MATTOTTI : LIGNE FRAGILE et COULEURS FLAMBOYANTES
Les Rencontres Chaland de Nérac ont dix ans cette année. Pour marquer le coup, il fallait à l’affiche un auteur majeur, incontestable, dont l’influence est aussi marquante dans le domaine de l’illustration que dans celui de la bande dessinée.
Lorenzo Mattotti est né le 24 janvier 1954 à Brescia en Italie. Son père étant militaire de carrière, il n’y réside que trois ans, déménageant souvent ensuite à Ancone, à Parme, puis Côme… Sa famille est cependant originaire de la région de Mantoue (près de Vérone) et s’est établie à Udine où il a encore aujourd’hui des attaches très profondes.

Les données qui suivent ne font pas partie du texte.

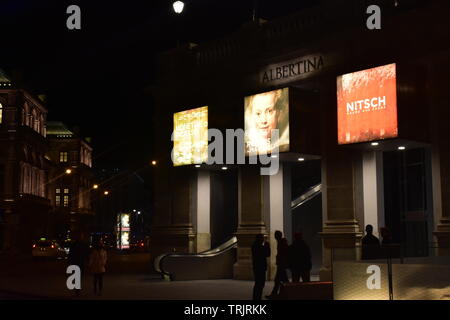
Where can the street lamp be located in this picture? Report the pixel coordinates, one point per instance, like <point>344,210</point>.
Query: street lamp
<point>178,6</point>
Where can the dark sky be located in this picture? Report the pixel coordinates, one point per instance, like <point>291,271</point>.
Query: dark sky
<point>94,77</point>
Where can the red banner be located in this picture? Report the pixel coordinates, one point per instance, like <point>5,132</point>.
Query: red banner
<point>367,105</point>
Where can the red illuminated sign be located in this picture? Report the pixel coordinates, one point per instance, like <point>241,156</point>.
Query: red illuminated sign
<point>367,105</point>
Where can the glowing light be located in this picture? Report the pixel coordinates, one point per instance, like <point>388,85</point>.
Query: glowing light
<point>178,6</point>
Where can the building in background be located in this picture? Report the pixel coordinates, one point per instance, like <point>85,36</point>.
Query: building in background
<point>71,179</point>
<point>24,167</point>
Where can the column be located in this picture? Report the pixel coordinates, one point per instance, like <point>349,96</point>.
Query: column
<point>373,191</point>
<point>251,219</point>
<point>280,215</point>
<point>439,97</point>
<point>202,211</point>
<point>340,225</point>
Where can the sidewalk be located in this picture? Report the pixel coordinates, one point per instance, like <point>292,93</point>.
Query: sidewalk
<point>131,287</point>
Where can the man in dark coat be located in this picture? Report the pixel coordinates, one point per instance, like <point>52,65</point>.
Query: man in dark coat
<point>260,253</point>
<point>300,259</point>
<point>370,245</point>
<point>282,263</point>
<point>79,254</point>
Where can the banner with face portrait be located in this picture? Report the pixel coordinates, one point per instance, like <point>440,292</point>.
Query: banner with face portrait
<point>264,113</point>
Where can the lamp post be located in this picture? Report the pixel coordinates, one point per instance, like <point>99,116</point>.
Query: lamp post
<point>178,7</point>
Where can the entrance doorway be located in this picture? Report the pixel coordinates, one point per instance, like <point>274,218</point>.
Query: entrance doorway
<point>408,199</point>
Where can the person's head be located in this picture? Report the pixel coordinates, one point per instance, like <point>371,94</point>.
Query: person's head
<point>278,235</point>
<point>98,244</point>
<point>264,112</point>
<point>259,238</point>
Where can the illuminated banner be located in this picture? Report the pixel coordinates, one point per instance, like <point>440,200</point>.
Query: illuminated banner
<point>367,105</point>
<point>263,113</point>
<point>123,231</point>
<point>190,136</point>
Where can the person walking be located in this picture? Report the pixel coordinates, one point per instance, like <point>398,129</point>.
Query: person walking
<point>300,259</point>
<point>282,263</point>
<point>97,265</point>
<point>370,245</point>
<point>260,253</point>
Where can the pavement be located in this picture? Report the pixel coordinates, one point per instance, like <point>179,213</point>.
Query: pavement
<point>127,278</point>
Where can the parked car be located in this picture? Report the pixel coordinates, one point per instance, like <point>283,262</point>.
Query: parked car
<point>48,249</point>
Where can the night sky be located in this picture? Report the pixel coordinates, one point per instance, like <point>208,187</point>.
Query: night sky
<point>95,77</point>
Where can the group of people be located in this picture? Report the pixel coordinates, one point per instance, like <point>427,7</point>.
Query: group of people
<point>81,255</point>
<point>295,257</point>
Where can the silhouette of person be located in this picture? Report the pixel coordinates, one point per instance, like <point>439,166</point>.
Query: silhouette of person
<point>300,259</point>
<point>387,237</point>
<point>370,245</point>
<point>78,255</point>
<point>260,252</point>
<point>282,263</point>
<point>97,263</point>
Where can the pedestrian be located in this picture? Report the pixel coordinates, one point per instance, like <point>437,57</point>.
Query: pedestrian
<point>370,245</point>
<point>97,265</point>
<point>300,259</point>
<point>282,264</point>
<point>260,253</point>
<point>78,255</point>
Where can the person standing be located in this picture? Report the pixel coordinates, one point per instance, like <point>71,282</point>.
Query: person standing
<point>97,265</point>
<point>300,259</point>
<point>260,253</point>
<point>282,263</point>
<point>370,245</point>
<point>78,255</point>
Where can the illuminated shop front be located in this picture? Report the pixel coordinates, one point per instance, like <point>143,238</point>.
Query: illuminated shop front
<point>123,231</point>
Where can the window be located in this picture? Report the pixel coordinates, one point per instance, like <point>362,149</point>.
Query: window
<point>63,157</point>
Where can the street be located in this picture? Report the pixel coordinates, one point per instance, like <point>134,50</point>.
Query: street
<point>128,277</point>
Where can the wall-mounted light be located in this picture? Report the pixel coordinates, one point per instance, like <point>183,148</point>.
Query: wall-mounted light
<point>178,6</point>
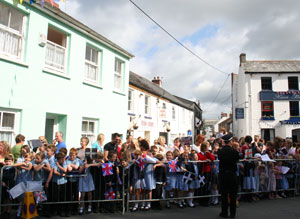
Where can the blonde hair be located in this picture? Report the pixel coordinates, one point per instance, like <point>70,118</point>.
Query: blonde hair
<point>100,137</point>
<point>159,140</point>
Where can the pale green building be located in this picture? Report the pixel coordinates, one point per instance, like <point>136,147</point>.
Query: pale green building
<point>56,74</point>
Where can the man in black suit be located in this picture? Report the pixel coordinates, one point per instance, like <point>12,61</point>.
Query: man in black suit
<point>228,158</point>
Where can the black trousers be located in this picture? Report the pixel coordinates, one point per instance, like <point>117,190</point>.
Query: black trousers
<point>228,187</point>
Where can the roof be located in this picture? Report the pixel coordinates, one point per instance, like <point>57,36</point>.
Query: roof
<point>283,66</point>
<point>56,13</point>
<point>147,85</point>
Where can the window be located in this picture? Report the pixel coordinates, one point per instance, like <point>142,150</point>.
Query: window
<point>7,126</point>
<point>267,109</point>
<point>294,108</point>
<point>11,32</point>
<point>173,113</point>
<point>130,100</point>
<point>268,134</point>
<point>56,50</point>
<point>266,83</point>
<point>91,64</point>
<point>88,129</point>
<point>147,105</point>
<point>293,83</point>
<point>119,65</point>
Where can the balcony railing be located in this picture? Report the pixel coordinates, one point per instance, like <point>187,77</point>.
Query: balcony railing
<point>10,42</point>
<point>55,57</point>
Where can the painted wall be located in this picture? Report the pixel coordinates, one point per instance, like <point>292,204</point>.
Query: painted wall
<point>27,87</point>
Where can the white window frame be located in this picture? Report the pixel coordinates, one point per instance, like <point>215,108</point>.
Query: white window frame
<point>10,33</point>
<point>118,73</point>
<point>90,64</point>
<point>58,50</point>
<point>173,113</point>
<point>90,135</point>
<point>147,105</point>
<point>131,101</point>
<point>15,129</point>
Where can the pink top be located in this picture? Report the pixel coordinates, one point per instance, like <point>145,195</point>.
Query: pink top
<point>278,176</point>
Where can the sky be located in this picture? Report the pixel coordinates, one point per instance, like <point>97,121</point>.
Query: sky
<point>218,31</point>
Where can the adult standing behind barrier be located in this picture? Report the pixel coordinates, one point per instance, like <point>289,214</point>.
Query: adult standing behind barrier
<point>228,180</point>
<point>59,138</point>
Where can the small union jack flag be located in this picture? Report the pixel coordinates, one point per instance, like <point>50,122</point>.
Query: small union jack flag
<point>110,194</point>
<point>141,163</point>
<point>107,169</point>
<point>172,166</point>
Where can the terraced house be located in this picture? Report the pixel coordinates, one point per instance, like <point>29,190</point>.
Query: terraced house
<point>56,74</point>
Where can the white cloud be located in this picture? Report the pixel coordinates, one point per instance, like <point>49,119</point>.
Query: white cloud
<point>243,26</point>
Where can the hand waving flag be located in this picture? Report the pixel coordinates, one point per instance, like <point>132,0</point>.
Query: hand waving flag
<point>107,169</point>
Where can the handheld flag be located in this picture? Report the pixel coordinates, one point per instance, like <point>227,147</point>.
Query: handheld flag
<point>110,194</point>
<point>202,180</point>
<point>107,169</point>
<point>188,177</point>
<point>141,163</point>
<point>172,166</point>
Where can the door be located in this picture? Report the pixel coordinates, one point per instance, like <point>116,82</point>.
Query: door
<point>296,135</point>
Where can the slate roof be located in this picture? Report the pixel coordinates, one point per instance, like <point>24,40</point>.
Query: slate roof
<point>147,85</point>
<point>59,15</point>
<point>292,66</point>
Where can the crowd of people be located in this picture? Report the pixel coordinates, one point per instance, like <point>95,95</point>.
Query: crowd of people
<point>146,171</point>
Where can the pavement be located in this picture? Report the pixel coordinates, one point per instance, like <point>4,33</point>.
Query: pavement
<point>279,208</point>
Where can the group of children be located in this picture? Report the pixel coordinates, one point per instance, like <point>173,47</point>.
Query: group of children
<point>144,173</point>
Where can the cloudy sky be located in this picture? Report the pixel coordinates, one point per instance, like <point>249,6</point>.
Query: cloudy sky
<point>217,31</point>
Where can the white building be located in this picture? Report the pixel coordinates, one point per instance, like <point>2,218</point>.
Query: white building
<point>265,98</point>
<point>154,112</point>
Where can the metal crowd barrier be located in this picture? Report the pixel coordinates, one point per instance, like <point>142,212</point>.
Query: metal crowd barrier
<point>124,190</point>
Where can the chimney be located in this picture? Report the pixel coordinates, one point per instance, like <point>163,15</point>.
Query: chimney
<point>242,58</point>
<point>157,81</point>
<point>223,115</point>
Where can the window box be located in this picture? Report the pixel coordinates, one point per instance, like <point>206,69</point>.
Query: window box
<point>12,23</point>
<point>267,118</point>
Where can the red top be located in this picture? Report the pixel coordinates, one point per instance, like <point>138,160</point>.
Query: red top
<point>206,166</point>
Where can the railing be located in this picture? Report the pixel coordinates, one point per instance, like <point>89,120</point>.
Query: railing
<point>55,57</point>
<point>123,193</point>
<point>10,42</point>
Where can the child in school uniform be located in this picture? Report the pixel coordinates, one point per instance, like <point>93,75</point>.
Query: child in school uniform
<point>24,164</point>
<point>110,180</point>
<point>50,157</point>
<point>183,164</point>
<point>195,184</point>
<point>96,171</point>
<point>86,185</point>
<point>171,176</point>
<point>60,184</point>
<point>73,164</point>
<point>8,182</point>
<point>150,161</point>
<point>40,168</point>
<point>137,178</point>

Ayant fait des études secondaires scientifiques, il aurait bien voulu faire une école d’art, mais il recule devant une institution trop fermée et choisit comme bien d’autres (Crepax, Micheluzzi…) l’architecture où il apprend la relation avec l’espace. Son ami Renato Calligaro qui dessine aussi des bandes dessinées, lui indique le chemin de l’agence Quipos, qui défend les plus grandes figures de l’école argentine : Quino et son Mafalda – le best-seller de la maison —, mais aussi Alberto Breccia ou Muñoz & Sampayo dont la radicalité l’influence. Mais son dessin intéresse peu d’éditeurs.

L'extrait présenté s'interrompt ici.